GSoC_2015_project_fundamental

Heiko Strathmann edited this page Feb 16, 2016 · 17 revisions
Clone this wiki locally

Fundamental Machine Learning Algorithms

Linear Latent Gaussian Models: Linear and non-linear output

Fundamental ML, continuing where we stopped last year.

Project proposed by Alessandro

Mentors

Difficulty & Requirements

Easy/medium/advanced. You need:

  • C++ coding
  • Gaussians
  • Kalman filter
  • EM algorithm
  • Variational & EP approximations

Description

A number of fundamental Machine Learning models and algorithms will be implemented as part of this project. The focus is on latent linear models, namely ones comprising a set of latent variables which have a linear relation among themselves and/or the observed variables. In their simplest form (PPCA and Factor Analysis) these models represent the observed variables as a noisy linear transformation of the marginally independent latents. If we apply this sort of structure to time-series analysis, the most essential model (the Linear Gaussian State Space Model) features a "chain" of latent variables encoding the linear-Gaussian evolution of the system (a first order autoregressive process is the simplest example). At each time-step, an observation is generated as a linear transformation of the latent variable plus Gaussian noise. In this setting, inference on the latent variables is exact and learning can be carried out effectively (through EM or spectral methods). However, if we relax the assumption of Gaussianity of the output noise and take the observed variables to be generated according to a Generalized Linear Model (GLM), parameterized by a linear transformation of the latents, inference becomes intractable. We gain greatly, though, in terms of the expressiveness of the model as we can now describe data-points following all sorts of distributions (especially exponential family ones, using canonical link functions). Hence, in this case, we would like to apply various approximation methods to exploit this powerful model.

Details

Overall, the following should be implemented.

Models:

  • Autoregressive Process (AR(p))
  • PPCA
  • Factor Analysis
  • Linear Gaussian State Space Model (LGSSM)
  • Generalised Linear Output State Space Model (with linear Gaussian latent dynamics)

Algorithms:

  • Expectation Maximization (as a general framework, for both the exact and the approximate setting)
  • (Kalman) Filtering
  • (Kalman) Smoothing
  • Spectral/SSID Methods (e.g.
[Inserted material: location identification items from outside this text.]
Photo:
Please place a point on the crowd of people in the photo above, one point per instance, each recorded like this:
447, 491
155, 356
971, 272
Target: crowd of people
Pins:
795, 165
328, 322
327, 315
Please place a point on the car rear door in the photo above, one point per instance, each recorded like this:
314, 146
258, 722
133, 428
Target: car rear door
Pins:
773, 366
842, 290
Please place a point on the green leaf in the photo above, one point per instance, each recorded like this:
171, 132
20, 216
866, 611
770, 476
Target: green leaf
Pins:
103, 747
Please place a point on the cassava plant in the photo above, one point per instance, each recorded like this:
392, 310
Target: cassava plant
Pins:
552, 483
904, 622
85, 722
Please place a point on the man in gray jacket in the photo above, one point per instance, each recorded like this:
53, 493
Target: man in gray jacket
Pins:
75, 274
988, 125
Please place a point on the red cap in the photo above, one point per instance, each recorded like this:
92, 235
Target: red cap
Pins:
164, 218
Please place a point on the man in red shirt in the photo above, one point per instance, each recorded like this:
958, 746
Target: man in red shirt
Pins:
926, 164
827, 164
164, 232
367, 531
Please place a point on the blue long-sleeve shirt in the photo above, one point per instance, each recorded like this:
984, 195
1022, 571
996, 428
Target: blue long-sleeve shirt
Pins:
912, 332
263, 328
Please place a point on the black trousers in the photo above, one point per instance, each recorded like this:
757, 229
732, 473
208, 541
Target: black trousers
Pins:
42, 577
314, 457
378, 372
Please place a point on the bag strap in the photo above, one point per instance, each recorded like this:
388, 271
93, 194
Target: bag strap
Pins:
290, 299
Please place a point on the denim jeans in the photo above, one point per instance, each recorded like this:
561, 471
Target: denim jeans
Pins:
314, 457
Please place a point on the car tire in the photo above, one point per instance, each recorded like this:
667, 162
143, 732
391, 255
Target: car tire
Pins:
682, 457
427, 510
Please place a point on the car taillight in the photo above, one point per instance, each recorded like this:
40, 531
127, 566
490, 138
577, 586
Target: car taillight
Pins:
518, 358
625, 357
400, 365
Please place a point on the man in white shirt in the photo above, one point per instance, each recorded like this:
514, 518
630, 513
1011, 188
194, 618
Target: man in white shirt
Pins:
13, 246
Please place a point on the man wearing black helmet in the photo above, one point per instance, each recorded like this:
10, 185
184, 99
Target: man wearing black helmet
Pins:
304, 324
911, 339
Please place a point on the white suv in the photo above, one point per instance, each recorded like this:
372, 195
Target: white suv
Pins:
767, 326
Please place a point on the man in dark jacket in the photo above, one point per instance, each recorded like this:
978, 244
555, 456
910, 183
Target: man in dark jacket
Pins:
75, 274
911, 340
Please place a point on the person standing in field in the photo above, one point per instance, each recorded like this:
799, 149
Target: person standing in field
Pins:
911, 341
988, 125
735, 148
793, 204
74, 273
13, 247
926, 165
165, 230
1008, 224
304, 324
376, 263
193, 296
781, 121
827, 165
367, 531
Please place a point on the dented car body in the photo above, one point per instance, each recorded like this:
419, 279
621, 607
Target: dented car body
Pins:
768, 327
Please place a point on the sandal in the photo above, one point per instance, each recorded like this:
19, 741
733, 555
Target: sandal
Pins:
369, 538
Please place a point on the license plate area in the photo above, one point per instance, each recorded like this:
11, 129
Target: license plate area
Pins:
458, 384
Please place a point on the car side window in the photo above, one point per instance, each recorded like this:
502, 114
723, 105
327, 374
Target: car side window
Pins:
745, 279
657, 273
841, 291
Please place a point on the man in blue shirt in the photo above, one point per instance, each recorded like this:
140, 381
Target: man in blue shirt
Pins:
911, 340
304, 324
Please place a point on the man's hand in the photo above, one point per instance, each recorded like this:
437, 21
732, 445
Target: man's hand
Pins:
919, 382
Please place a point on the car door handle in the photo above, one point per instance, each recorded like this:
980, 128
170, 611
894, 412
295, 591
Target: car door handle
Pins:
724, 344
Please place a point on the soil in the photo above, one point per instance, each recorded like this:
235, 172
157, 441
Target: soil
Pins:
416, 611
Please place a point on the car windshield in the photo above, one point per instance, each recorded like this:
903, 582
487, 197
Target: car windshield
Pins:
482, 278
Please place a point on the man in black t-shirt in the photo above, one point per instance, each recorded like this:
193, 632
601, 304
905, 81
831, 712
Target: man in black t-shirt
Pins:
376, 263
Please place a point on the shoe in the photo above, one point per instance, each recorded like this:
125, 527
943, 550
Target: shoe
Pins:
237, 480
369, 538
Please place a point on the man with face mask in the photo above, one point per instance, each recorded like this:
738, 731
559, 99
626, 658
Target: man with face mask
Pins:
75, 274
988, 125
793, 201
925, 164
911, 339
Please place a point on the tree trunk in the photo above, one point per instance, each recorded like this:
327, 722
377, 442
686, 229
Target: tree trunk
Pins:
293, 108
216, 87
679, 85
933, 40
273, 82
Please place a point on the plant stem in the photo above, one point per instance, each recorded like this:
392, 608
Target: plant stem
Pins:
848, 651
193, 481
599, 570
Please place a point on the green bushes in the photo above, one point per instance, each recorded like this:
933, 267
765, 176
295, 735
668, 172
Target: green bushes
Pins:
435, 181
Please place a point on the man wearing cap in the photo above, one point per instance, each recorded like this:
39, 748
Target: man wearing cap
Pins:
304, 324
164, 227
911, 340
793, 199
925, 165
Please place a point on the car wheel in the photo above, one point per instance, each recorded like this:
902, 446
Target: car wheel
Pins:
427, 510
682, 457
Ho-Kalman and non-linear Ho-Kalman [6])
  • Approximate inference:
    • Variational Inference
    • Expectation Propagation
  • Gradient/Optimization methods for likelihood ascent and Variational inference (e.g.[1])

Given the number of closely related variations of these models and algorithms, the project should put special care in building a clean framework of core classes, where specific or more complex cases (i.e. approximations and generalizations) can be easily implemented by extending a simpler structure.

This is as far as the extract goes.